News - Gods Own Junkyard

History bathed in neon: Leadenhall Market in London announces a Gods Own Junkyard takeover with the Electric City exhibition from late May until the end of July...

Press Release

With its stunning interiors, shimmering glass, wrought iron structures and airy cobbled walkways, the City of London's iconic Leadenhall Market featured as a film location for wizard-world shopping street Diagon Alley in Harry Potter and the Philosopher's Stone, as well as many other movies including Tomb Raider, Tinker Tailor Soldier Spy and more.

From Wednesday 26th May until the end of July, lights, neon and a great deal of action will come in to play at this Victorian covered market.
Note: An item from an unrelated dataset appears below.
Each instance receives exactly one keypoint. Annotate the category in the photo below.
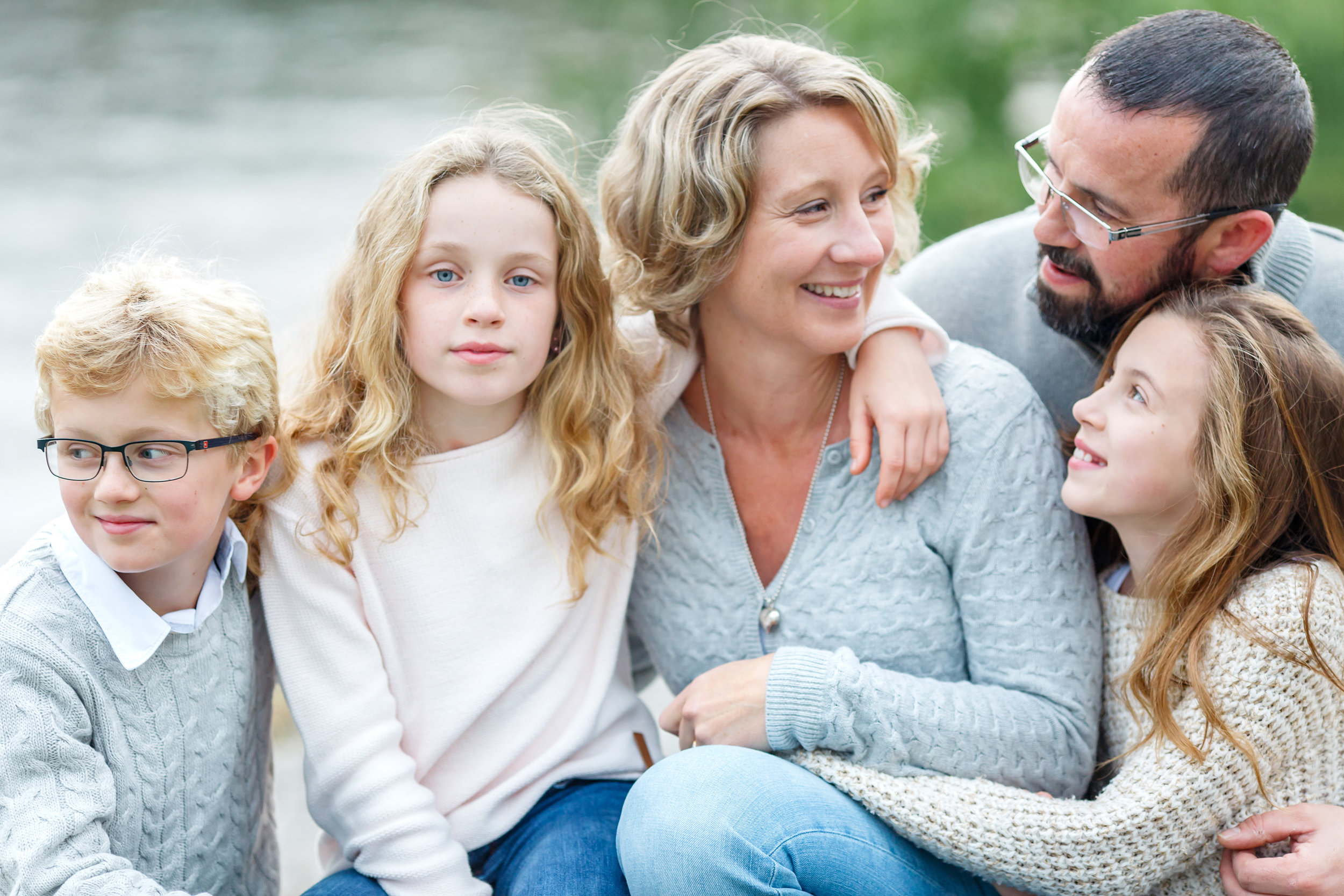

As part of an exciting programme of events and activities to inject a blaze of colour and joy back into the capital, Leadenhall Market will collaborate with Gods Own Junkyard on an immersive technicolour production involving multiple units and installations. While Gods Own Junkyard's Walthamstow paradise and Rolling Scones Café will continue to host their entire archive of neon and vintage signs, Electric City will allow them to bring out some of the key pieces to chart their own place within movie history.

While their legacy was established by Dick Bracey in 1953, producing neon for cinemas, casinos, nightclubs and fairgrounds, their journey in film started with Bladerunner. Later while up a ladder installing a piece of neon in Soho, Gods Own Junkyard's founder, the late neon artist Chris Bracey had a chance encounter with the art director of Mona Lisa who wanted to film scenes in a sleazy strip club. This led to many more commissions and four decades of producing neon, sets and signs for films, many of which they still have today. Since Chris Bracey passed away in 2014, Gods Own Junkyard has been in the care of his wife Linda and sons Mathew and Marcus, all neon makers and designers. They are delighted that the Leadenhall project has given them an opportunity to spotlight some of these iconic signs, a way of reflecting on their own history, in addition to their much-discussed Soho nostalgia.

"We have talked about a great deal about Soho and all the work we did there, from the 1950s onwards", explains Linda. "Many of our movie pieces are at Gods Own Junkyard in Walthamstow but visitors wouldn't necessarily know what they are because they are among the rest of our archive. We've spent around 40 years working on film sets, there are many items and anecdotes that haven't seen the light of day that people might like to see and hear about."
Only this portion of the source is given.